They’re hunted for his or her distinctive scales, and the demand makes them probably the most trafficked mammal on the planet.
Wildlife conservationists are once more elevating the plight of pangolins, the shy, scaly anteaters present in elements of Africa and Asia, on World Pangolin Day on Saturday.
Pangolins or pangolin merchandise outstrip another mammal in terms of wildlife smuggling, with greater than half one million pangolins seized in anti-trafficking operations between 2016 and 2024, in line with a report final yr by CITES, the worldwide authority on the buying and selling of endangered plant and animal species.
The World Wildlife Fund estimates that over one million pangolins had been taken from the wild during the last decade, together with people who had been by no means intercepted.
Pangolins meat is a delicacy in locations, however the driving drive behind the unlawful commerce is their scales, that are fabricated from keratin, the protein additionally present in human hair and fingernails. The scales are in excessive demand in China and different elements of Asia because of the unproven perception that they remedy a spread of illnesses when made into conventional drugs.
There are eight pangolin species, 4 in Africa and 4 in Asia. All of them face a excessive, very excessive or extraordinarily excessive threat of extinction.
Whereas they’re typically often called scaly anteaters, pangolins aren’t associated in any option to anteaters or armadillos.
They’re distinctive in that they’re the one mammals coated utterly in keratin scales, which overlap and have sharp edges. They’re the right protection mechanism, permitting a pangolin to roll up into an armored ball that even lions wrestle to get to grip with, leaving the nocturnal ant and termite eaters with few pure predators.
However they don’t have any actual protection in opposition to human hunters. And in conservation phrases, they don’t resonate in the way in which that elephants, rhinos or tigers do regardless of their fascinating intricacies — like their sticky insect-nabbing tongues being nearly so long as their our bodies.
Whereas some studies point out a downward development in pangolin trafficking for the reason that COVID-19 pandemic, they’re nonetheless being poached at an alarming price throughout elements of Africa, in line with conservationists.

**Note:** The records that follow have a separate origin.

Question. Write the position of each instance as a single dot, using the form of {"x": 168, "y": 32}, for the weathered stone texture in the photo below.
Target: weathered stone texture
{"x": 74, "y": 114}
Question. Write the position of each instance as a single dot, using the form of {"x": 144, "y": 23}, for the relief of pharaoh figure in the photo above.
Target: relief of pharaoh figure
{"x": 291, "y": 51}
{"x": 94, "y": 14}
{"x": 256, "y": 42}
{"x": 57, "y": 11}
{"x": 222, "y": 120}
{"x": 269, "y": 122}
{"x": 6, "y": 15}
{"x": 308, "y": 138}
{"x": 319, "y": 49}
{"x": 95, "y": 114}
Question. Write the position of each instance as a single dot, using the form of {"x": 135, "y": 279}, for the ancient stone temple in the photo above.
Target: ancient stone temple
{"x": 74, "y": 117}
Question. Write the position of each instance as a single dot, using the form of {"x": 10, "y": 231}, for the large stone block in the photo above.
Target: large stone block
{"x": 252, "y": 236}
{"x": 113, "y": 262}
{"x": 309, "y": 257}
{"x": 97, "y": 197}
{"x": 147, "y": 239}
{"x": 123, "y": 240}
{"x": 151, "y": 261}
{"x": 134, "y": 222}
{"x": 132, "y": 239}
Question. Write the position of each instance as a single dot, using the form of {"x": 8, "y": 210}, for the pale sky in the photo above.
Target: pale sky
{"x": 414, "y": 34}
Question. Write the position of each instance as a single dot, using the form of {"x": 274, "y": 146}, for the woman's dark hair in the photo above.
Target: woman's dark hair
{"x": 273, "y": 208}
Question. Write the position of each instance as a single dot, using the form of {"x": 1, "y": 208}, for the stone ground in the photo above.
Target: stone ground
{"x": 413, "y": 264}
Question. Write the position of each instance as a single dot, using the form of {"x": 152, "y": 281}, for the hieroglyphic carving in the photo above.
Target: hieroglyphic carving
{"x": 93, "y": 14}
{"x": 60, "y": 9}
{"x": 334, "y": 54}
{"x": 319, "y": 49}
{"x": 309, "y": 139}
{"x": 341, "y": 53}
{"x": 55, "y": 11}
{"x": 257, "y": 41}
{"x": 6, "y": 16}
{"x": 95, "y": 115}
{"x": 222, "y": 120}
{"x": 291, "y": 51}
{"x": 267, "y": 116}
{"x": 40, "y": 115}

Nigeria is without doubt one of the international scorching spots. There, Dr. Mark Ofua, a wildlife veterinarian and the West Africa consultant for the Wild Africa conservation group, has rescued pangolins for greater than a decade, which began with him scouring bushmeat markets for animals he might purchase and save. He runs an animal rescue heart and a pangolin orphanage in Lagos.

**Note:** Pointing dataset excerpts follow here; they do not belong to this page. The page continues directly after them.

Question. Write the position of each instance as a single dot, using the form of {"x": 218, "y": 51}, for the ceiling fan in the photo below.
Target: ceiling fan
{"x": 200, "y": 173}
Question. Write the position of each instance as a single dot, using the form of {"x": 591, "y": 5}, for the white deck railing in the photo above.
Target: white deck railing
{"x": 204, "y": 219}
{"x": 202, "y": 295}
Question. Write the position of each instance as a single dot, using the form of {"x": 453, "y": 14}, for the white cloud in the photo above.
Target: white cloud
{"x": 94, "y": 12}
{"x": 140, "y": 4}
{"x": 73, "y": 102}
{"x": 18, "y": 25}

His mission is to boost consciousness of pangolins in Nigeria by a wildlife present for teenagers and a tactic of convincing entertainers, musicians and different celebrities with thousands and thousands of social media followers to be concerned in conservation campaigns — or simply be seen with a pangolin.
Nigeria is house to 3 of the 4 African pangolin species, however they don’t seem to be well-known among the many nation’s 240 million folks.
Ofua’s drive for pangolin publicity stems from an encounter with a gaggle of well-dressed younger males whereas he was as soon as transporting pangolins he had rescued in a cage. The lads pointed at them and requested him what they had been, Ofua mentioned.
“Oh, those are baby dragons,” he joked. Nevertheless it bought him pondering.
“There is a dark side to that admission,” Ofua mentioned. “If people do not even know what a pangolin looks like, how do you protect them?”